Su conversación se vio interrumpida por una llamada telefónica de su ayudante, Qian.

– ¿Dónde está, inspector jefe Chen?

– En el Suburbio de Moscú -dijo Chen-. El Secretario del Partido Li quiere que entretenga a nuestra invitada norteamericana. ¿Qué es lo que tiene que decirme?

– Nada en particular. Hoy estoy en el departamento. El inspector Yu puede llamar en cualquier momento y aún estoy llamando a los hoteles. Si sucede algo llámeme aquí.

– O sea que también trabaja en domingo. Bien hecho, Qian. Adiós.

Sin embargo, se sintió un poco perturbado. Era posible que Qian hubiera pretendido demostrar cuánto trabajaba, en especial después del incidente de Quingpu. Pero ¿por qué quería saber dónde estaba Chen? Quizá no debería haber revelado su paradero.

Llegó Anna para ofrecer postres en un carrito.

– Gracias -dijo Chen-. Déjelo ahí. Elegiremos nosotros mismos.

– Otra cuestión lingüística -dijo Catherine, tras elegir mousse de chocolate. -¿Sí?

– Lu llama a Anna y a otras camareras sus pequeñas hermanas. ¿Por qué?

– Son más jóvenes, pero hay otra razón. Solíamos llamar a los rusos nuestros «hermanos mayores», creyendo que estaban más avanzados y que éramos los únicos en las primeras etapas del comunismo. Ahora Rusia se considera más pobre que China. Las jóvenes rusas vienen aquí, a buscar trabajo en nuestros restaurantes y clubes nocturnos, igual que los chinos van a Estados Unidos. Lu está muy orgulloso de eso.
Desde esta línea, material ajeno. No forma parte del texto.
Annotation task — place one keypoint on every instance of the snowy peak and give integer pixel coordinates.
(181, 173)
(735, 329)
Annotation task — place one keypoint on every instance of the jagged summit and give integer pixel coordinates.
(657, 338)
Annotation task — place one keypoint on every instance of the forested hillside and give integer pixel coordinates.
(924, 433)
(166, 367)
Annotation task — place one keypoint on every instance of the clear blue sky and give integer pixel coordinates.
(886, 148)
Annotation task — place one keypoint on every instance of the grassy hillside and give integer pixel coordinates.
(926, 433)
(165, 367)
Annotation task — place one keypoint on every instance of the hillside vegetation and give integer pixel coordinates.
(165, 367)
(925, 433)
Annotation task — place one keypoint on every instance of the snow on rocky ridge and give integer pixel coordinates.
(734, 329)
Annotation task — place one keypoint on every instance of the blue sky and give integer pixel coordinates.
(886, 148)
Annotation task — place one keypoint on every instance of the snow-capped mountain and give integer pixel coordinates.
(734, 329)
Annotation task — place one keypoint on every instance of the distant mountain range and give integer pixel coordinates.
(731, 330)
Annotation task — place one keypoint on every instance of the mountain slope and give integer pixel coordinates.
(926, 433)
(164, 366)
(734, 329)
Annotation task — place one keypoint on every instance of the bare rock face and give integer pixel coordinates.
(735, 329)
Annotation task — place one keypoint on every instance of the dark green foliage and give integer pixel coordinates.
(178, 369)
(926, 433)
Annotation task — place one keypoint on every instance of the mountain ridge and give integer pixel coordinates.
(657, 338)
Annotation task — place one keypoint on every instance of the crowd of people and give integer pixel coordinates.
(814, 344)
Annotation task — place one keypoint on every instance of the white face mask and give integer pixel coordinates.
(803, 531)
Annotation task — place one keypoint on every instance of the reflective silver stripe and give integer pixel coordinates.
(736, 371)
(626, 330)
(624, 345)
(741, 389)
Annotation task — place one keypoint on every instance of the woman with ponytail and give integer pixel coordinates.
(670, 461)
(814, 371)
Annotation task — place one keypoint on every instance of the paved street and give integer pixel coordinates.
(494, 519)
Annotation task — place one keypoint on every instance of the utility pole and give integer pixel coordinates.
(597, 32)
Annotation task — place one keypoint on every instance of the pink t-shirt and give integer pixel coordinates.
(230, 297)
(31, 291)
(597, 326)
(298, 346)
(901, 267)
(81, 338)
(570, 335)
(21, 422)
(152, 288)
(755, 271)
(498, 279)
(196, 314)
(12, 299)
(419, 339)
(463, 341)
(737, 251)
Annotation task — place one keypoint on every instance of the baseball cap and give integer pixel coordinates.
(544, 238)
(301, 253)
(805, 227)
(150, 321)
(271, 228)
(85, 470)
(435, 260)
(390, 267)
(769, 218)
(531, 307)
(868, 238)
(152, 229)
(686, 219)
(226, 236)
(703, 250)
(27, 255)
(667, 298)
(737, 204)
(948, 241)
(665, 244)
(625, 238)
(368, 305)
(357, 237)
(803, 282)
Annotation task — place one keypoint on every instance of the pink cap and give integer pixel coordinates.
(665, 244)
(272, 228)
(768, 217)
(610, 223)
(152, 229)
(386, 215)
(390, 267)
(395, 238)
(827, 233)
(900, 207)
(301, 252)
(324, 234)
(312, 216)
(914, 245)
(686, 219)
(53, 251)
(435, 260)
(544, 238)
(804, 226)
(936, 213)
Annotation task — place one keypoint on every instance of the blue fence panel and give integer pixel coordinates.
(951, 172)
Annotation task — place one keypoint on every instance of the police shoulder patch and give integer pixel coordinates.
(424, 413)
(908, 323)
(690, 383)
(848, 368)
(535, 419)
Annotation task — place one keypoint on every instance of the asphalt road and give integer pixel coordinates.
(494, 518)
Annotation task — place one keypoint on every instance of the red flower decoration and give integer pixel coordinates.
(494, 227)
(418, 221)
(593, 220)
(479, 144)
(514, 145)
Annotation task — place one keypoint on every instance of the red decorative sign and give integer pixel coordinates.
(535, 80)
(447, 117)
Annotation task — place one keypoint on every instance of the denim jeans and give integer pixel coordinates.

Ella hundió la cuchara en el mousse.

– Necesito pedirle un favor… como novia norteamericana suya, lo que su amigo imagina que soy.

– Haré lo que pueda por usted, inspectora Rohn -se dio cuenta de que se había operado un sutil cambio en ella. Su tono carecía del matiz del día anterior-. He oído hablar de una calle «de imitaciones» en Shanghai. Me gustaría pedirle que me acompañara.

– ¿Una calle de imitaciones?

– La calle Huating, así se llama. Venden toda clase de marcas falsas. Como Louis Vuitton, Gucci o Rolex.

– La calle Huating… Nunca he estado allí.

– Puedo ir sola, con un plano de Shanghai en la mano. Sólo que los vendedores me pedirán un precio mucho más elevado. No creo que mi chino sea lo bastante bueno para regatear.